The FDA’s new proposal says that’s wrong, too. Only strong information that meets the standards for label changes under §201.57(c) is eligible, because only strong information warrants the extraordinary step of dispensing with Agency pre-approval. If it’s anything less certain, then there’s not any emergency justifying resort to CBE procedures:
FDA proposes to clarify that a CBE supplement may be used only to implement labeling changes regarding contraindications, warnings, precautions, or adverse reactions in circumstances when there is sufficient evidence of a causal association. . . . The rule provides that not all adverse events observed during use of a drug are eligible for inclusion in labeling, but rather ‘only those adverse events for which there is some basis to believe there is a causal relationship between the drug and the occurrence of the adverse event.
73 Fed. Reg. at 2850 (emphasis added).
Under the referenced §201.57, this standard would vary (as it does for normal label changes) depending on whether a particular modification is to a warning/precaution, to an adverse reaction, or to a contraindication. Id. at 2850-51. Here the FDA’s proposal gets rather detailed and technical, but if the distinctions are important to you, read the entire FDA proposal. The Agency does make it quite clear is that the lower standard of §201.80 does not apply:
Section 201.80 sets forth similar, although not identical, criteria. . . . Because §201.57 represents the agency’s most recent consideration of this topic, FDA proposes that, if a sponsor intends to utilize the limited CBE procedure set forth in §314.70(c)(6)(iii) or §601.12(f) [for biologics], it must possess information regarding causation sufficient to satisfy the criteria set forth in §201.57(c), regardless of whether the drug or biologic is subject to the labeling requirements of §201.57 or §201.80.
Id. at 2851.
It’s also significant that the FDA “does not consider this amendment to be a substantive change.” Id. Thus, the FDA’s historical analysis of §314.70(c)(6)(iii), and of the CBE procedure generally, applies to litigation that’s already in progress in which plaintiffs are attempting to misconstrue the regulation.

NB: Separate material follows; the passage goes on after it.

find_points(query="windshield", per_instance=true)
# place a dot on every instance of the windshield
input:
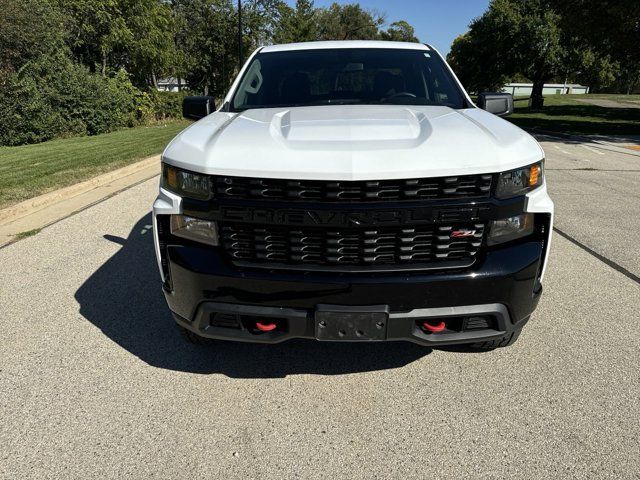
(346, 76)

As with all FDA “proposed rules” (that’s the applicable administrative jargon), there is a notice and comment period of 60 days – meaning the deadline for public comment is March 17, 2008. The proposal provides instructions for submitting comments. We encourage all our defense-oriented readers to submit favorable comments, since ATLA is sure as hell going to oppose. We might even be submitting comments of our own.